The endangered red-tail hawk crashed through a window Saturday and has been residing in the Chapel since, said senior communications major Taylor Atkinson. Atkinson is an event planner for the Chapel who found the hawk while setting up for a wedding.

"Some people came in a little before 10 a.m. to help me - they were guests - and they asked me, 'What's going on with that bird over there?' And I didn't know what they were talking about, but he was just perched on a pew," Atkinson said.

"It had nose-dived through the lower glass pane of one of the windows there, and he was just chilling."

Although Atkinson attempted to have the bird removed from the Chapel before the wedding started Saturday, neither employees from building security or pest control knew exactly what to do, she said.

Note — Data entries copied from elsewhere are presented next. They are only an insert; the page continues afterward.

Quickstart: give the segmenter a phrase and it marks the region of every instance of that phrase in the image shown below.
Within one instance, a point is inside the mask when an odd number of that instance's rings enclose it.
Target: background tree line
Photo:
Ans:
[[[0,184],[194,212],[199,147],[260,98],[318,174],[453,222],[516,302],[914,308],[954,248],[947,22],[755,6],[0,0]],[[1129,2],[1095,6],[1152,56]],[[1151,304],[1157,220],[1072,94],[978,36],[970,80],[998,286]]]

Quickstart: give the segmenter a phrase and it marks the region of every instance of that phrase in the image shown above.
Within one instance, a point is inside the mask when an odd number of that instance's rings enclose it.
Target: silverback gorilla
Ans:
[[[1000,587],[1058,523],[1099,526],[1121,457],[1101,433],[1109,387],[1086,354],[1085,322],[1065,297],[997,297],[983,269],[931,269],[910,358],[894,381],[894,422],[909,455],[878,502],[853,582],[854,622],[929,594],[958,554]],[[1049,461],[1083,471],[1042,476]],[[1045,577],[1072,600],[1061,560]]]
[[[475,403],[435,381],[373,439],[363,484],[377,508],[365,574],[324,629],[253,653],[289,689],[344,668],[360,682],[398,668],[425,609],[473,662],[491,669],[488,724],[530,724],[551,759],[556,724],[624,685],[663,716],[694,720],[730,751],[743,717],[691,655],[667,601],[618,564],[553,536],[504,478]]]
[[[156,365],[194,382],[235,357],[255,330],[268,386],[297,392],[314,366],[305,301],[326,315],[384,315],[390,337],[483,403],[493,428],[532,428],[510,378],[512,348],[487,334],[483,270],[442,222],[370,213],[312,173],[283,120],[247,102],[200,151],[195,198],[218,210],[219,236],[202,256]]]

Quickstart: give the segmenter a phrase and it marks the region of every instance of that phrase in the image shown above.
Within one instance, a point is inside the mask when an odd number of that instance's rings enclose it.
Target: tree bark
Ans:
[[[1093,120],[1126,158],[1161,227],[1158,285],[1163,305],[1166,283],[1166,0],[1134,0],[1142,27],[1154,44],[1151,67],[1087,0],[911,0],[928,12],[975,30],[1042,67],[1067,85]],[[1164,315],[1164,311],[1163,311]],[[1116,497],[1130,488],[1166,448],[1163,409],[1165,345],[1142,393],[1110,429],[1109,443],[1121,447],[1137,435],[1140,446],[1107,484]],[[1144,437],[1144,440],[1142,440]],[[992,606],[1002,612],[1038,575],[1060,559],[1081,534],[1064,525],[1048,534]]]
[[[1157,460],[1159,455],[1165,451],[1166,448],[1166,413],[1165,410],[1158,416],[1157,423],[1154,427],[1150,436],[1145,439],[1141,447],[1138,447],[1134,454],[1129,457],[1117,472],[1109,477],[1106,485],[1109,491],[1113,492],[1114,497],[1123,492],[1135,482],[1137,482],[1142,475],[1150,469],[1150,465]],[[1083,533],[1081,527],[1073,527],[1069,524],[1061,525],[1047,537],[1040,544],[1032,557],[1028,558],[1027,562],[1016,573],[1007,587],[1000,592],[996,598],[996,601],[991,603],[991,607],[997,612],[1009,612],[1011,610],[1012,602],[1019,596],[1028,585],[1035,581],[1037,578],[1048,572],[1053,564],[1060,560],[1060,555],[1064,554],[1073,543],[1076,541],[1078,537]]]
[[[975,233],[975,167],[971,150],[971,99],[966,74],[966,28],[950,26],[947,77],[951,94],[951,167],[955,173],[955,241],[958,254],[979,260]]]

"We just opened the doors and windows, but he seemed fazed and injured," Atkinson said. "We needed to start the wedding, so they had a hawk watch the entire wedding."

In fact, the hawk was a hit among the wedding party and guests, Atkinson said.

"He just kinda hung out," she said. "The guests thought it was funny; the bride thought it was hilarious. People just want to take pictures of it - more of the bird than of the bride."

When the wedding was over, Atkinson learned from pest control the bird could not be removed because it was federally protected, and university workers would need a permit to remove it. Instead, state employees are coming today to remove the hawk, Atkinson said.

A North American migratory bird noted for its rusty red tail, the hawk - a Buteo jamaicensis - is federally protected by the Migratory Bird Treaty Act of 1918. Individuals in the United States, Mexico, Canada, Japan and Russia are not allowed to pursue, hunt, take, capture, kill or sell any of the 800 birds protected by the act.

Even with the wedding over, the day wasn't done - a memorial service was planned later in the day for Vagn Flyger, a retired wildlife biologist and professor in the Animal and Avian Sciences department of the College of Agriculture and Natural Resources. Flyger died Jan. 9.

While Atkinson thought the serious tone of the memorial service would be ruined by the presence of the hawk, the guests were overjoyed, she said.

"He was an avid bird watcher, and the guests were all thrilled," Atkinson said. "They all said Flyger was there; it was him in spirit, and everyone loved having [the hawk] there."

For Ramchandani and other students attending Catholic services at the Chapel Sunday, the additional guest provided an amusing experience.

"People were still paying attention," she said. "They acknowledged the bird, but they were there for a purpose. For the most part we were just amused by it in the beginning, but other than that, life went on."

Captivating as it was, the bird did not cause any major problems during services, junior biology major Elizabeth Yanik said.

"People were excited before Mass started just because all of a sudden it was there, but after that it wasn't too much of a disturbance," she said.

But according to the Rev. Bill Byrne of the Catholic Student Center, the hawk's reluctance to leave the Chapel is a deeper sign of faith, he said.

"The bird did attend Mass, so you can just let everyone know it is more than likely that it is a Catholic bird," he joked.